En uno de los relatos del fascinante libro Los jardines secretos de Mogador (en el que el protagonista tiene que inventar cada noche un jardín diferente para poder acostarse con su caprichosa amada), el escritor mexicano Alberto Ruy Sánchez narra cómo en Mogador quisieron ponerse de acuerdo para construir un nuevo jardín en un solar vacío, y para ello reunieron a diferentes especialistas; pero cada profesión argumentaba y defendía una imagen distinta de jardín, incluso un uso totalmente diferente de las técnicas y de los materiales, imposibilitando la creación de un jardín real y tangible, y quedándose en un mero jardín de argumentos.
Enric Batlle (que ha realizado junto a Joan Roig algunos de los más destacados proyectos de paisaje de la España contemporánea) en su libro El jardín de la metrópoli realiza un recorrido por todos los argumentos que se desenvuelven en torno a ese concepto, amplio e intencionadamente ambiguo, del jardín de la metrópoli. Batlle propone un viaje por diferentes temas, que van desde la aproximación al jardín de espíritu inglés —pasando por el paradigma que representa el Central Park neoyorquino o los más conspicuos proyectos contemporáneos— hasta llegar al land art o al paisaje ecológico. El libro no pretende hacer una revisión sistemática del jardín contemporáneo, sino que intenta construir un nuevo modelo de espacio libre para una ciudad más eficiente.
Por su parte, Gilles Clément, otro de los autores más reconocidos en la disciplina, propone en El jardín en movimiento uno de los argumentos que probablemente más han impactado en los últimos tiempos. Clément ha ido subiendo de escala en sus peculiares e inteligentes propuestas hasta llegar a concebir el jardin planetaire, la tierra entera como jardín, argumento tan apasionante como discutible en algunos de sus extremos. En el libro que nos ocupa, la idea de que el baldío, la friche, el terreno que se ha cultivado y que mantiene la huella de ese cultivo, pueda ser un patrón de jardín, parece contravenir todas las convenciones sobre el propio concepto. Y sin embargo, el argumento no es del todo novedoso, el mismo Le Corbusier preconizaba que en los jardines de sus casas la vegetación debería tener una generación espontánea, traídas las semillas por el viento y los pájaros, sin apenas intervención del hombre. Las teorías de Clément son ejemplificadas a través de algunos proyectos propios, en especial el del Parque André Citroën, en París, uno de los grandes modelos de parques urbanos de fin de siglo, contrapuesto en su racionalidad casi barroca a obras como el también parisino Parque de La Villette.
Dos visiones personales, en suma, del espacio del jardín, por dos grandes proyectistas, un arquitecto y un paisajista, que, lejos de pretender cerrarlas, abren nuevas vías.

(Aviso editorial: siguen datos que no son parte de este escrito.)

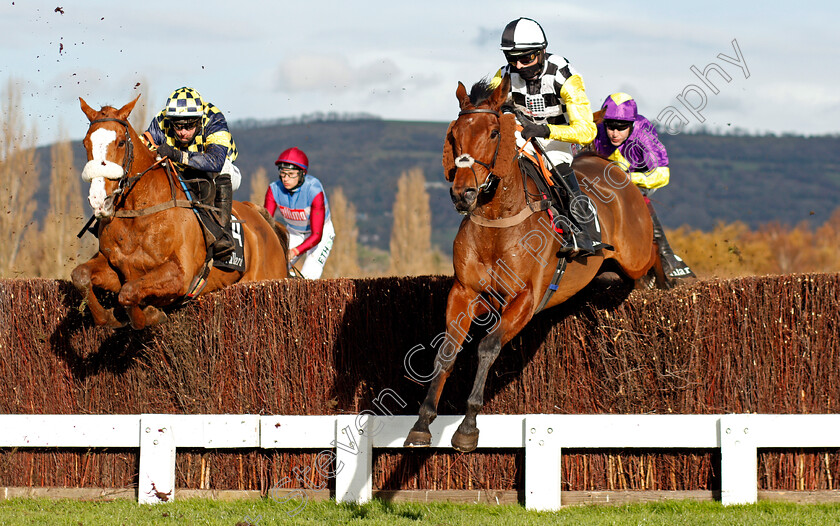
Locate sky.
[0,0,840,144]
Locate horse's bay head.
[443,76,513,214]
[79,95,140,219]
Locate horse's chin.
[455,201,476,216]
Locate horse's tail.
[257,206,289,254]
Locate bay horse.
[71,95,288,329]
[404,77,655,452]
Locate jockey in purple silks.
[593,93,696,278]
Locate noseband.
[455,108,502,194]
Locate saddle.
[178,170,245,272]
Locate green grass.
[0,499,840,526]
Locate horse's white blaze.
[82,128,123,217]
[90,128,117,161]
[88,177,111,217]
[82,159,123,183]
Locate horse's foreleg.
[452,291,534,453]
[119,260,185,330]
[403,281,475,447]
[70,252,125,328]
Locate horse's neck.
[125,154,181,208]
[482,164,528,219]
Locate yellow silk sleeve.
[630,166,671,188]
[548,75,598,145]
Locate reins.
[455,108,502,201]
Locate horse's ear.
[79,97,96,121]
[487,73,510,111]
[117,95,140,120]
[455,82,472,110]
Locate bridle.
[88,117,134,179]
[455,108,502,200]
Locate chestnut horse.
[71,96,288,329]
[405,77,655,452]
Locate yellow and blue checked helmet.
[164,87,204,119]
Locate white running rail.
[0,414,840,510]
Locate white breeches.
[289,218,335,279]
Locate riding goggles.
[277,163,301,179]
[505,49,542,66]
[172,119,201,130]
[604,120,633,131]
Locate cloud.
[274,55,402,93]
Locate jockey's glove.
[157,144,188,164]
[522,121,551,140]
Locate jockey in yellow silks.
[490,18,602,255]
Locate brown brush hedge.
[0,274,840,492]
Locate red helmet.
[274,148,309,172]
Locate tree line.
[0,81,840,279]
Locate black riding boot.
[645,199,697,278]
[554,163,602,256]
[213,174,234,261]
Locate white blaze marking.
[90,128,117,161]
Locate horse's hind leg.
[452,292,534,453]
[70,253,125,328]
[403,281,471,447]
[119,260,184,330]
[452,331,502,453]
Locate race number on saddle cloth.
[264,148,335,279]
[143,87,245,271]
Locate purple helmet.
[601,93,639,122]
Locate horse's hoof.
[403,429,432,447]
[452,429,478,453]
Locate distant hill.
[36,118,840,253]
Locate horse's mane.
[470,77,494,106]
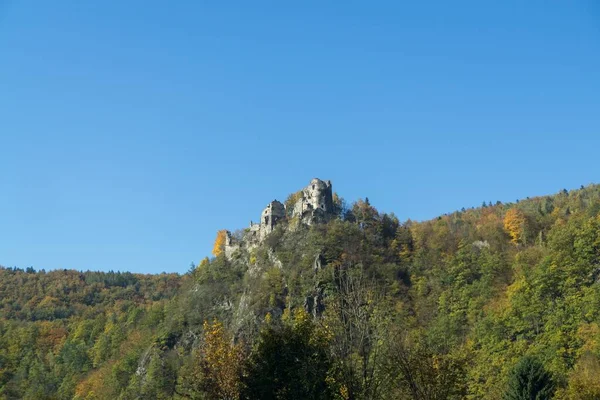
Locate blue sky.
[0,0,600,273]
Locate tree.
[200,320,243,400]
[504,208,525,244]
[504,356,555,400]
[212,229,227,257]
[242,309,333,400]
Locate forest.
[0,185,600,400]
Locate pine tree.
[504,356,555,400]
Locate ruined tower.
[292,178,333,225]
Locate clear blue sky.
[0,0,600,273]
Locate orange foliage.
[504,208,525,244]
[201,320,243,399]
[213,229,227,257]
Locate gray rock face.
[225,178,333,258]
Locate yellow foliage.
[213,229,227,257]
[504,208,525,244]
[563,353,600,400]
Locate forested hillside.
[0,185,600,400]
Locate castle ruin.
[225,178,334,258]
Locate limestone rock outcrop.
[225,178,334,258]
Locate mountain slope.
[0,185,600,399]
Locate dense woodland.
[0,185,600,400]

En ambos parece latir una búsqueda en dirección contraria a la de la tradición moderna, aunque en ella se cimienten muchos de sus argumentos. En las últimas líneas de su libro, Batlle nos ofrece la clave de dichos argumentos: por un lado, es la búsqueda de «una fuga romántica sin final», de carácter personal, como si la vivencia del jardín estuviese destinada al goce y disfrute de cada individuo de manera aislada, y nunca en la colectividad; por el otro, añade Battle en lo que parece un guiño a Clément, la búsqueda de «un jardín en movimiento». Romanticismo y movimiento, ¿quizás dos argumentos a tener en cuenta en el desarrollo del jardín venidero?
Francis Bacon escribió en el siglo XVII que el jardín era, sin duda, uno de los placeres más puros, en el que se sintetizaba la perfección de la cultura del hombre, y que sólo cuando esa cultura estaba muy desarrollada se realizaban jardines, como si el arte del jardín fuese superior a la propia arquitectura. Quizás hoy la apreciación de Bacon pudiera parecer un tanto exagerada, pero sí estamos seguros de que cada hombre sería capaz de expresar una idea diferente de jardín, lo que generaría una suma de argumentos que nunca llegarían a completarse. En ese caso Bacon tendría, probablemente, toda la razón del mundo.